A) inverting (Fig. 4, A) - the signal is supplied to the inverting input, and the non-inverting input is connected directly to the reference potential (not used);

b) non-inverting (Fig. 4, B) - the signal is supplied to the non-inverting input, and the inverting input is connected directly to the reference potential (not used);

V) differential (Fig. 4, B) - signals are supplied to both inputs, inverting and non-inverting.

To analyze the operation of these circuits, one should take into account second most important rule, to which the operation of the op-amp is subordinated: The output of the operational amplifier tends to ensure that the voltage difference between its inputs is zero..

However, any formulation must be necessary and sufficient, to limit the entire subset of cases subject to it. The above formulation, for all its “classicity,” does not provide any information about which of the inputs the output “seeks to influence.” Based on it, it turns out that the op-amp seems to equalize the voltages at its inputs, supplying voltage to them from somewhere “from within”.

If you carefully examine the diagrams in Fig. 4, you can see that the OOS (through Rooos) in all cases is started from the output only to the inverting input, which gives us reason to reformulate this rule as follows: Voltage at the output of the op-amp, covered by the OOS, tends to ensure that the potential at the inverting input is equal to the potential at the non-inverting input.

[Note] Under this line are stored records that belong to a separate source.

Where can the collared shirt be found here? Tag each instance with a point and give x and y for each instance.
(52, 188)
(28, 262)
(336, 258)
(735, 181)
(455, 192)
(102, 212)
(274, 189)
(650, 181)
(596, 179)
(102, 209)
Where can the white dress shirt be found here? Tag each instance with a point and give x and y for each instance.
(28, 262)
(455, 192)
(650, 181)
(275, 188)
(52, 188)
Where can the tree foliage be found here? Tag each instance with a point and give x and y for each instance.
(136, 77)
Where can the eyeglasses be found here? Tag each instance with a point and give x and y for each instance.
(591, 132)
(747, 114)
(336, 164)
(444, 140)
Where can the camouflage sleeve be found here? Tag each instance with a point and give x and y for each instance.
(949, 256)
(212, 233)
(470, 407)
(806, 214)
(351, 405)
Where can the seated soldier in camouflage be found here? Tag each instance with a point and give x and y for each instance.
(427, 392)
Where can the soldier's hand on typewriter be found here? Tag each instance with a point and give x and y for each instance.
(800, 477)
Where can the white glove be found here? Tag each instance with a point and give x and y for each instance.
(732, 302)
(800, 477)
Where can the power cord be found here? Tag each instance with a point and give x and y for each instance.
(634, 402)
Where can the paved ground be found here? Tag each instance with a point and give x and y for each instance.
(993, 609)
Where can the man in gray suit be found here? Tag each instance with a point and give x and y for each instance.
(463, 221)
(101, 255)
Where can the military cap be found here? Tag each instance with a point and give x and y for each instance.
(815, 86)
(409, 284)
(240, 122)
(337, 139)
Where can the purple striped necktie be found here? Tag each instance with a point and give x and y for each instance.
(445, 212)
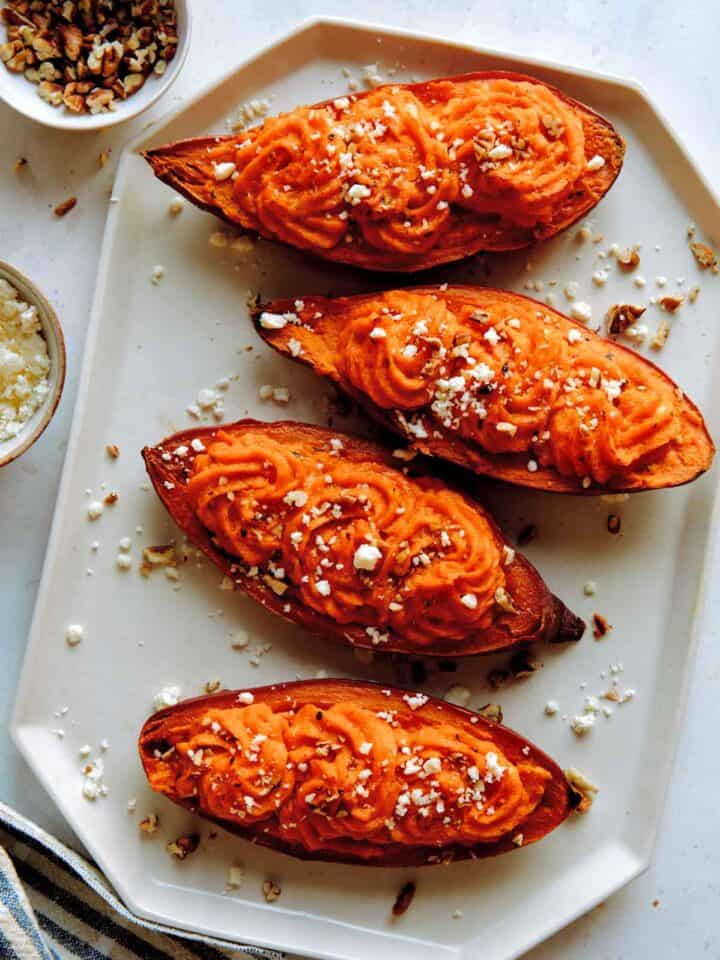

Based on this definition, the “master” when any op-amp with OOS is turned on is the non-inverting input, and the “slave” is the inverting input.

When describing the operation of an op-amp, the potential at its inverting input is often called a “virtual zero” or “virtual midpoint”. The translation of the Latin word “virtus” means “imaginary”, “imaginary”. The virtual object behaves close to the behavior of similar objects of material reality, i.e., for input signals (due to the action of the feedback loop), the inverting input can be considered connected directly to the same potential to which the non-inverting input is connected. However, “virtual zero” is just a special case that occurs only with a bipolar op-amp supply. When using unipolar power supply (which will be discussed below), and in many other switching circuits, there will be no zero at either the non-inverting or inverting inputs. Therefore, let's agree that we will not use this term, since it interferes with the initial understanding of the operating principles of the op-amp.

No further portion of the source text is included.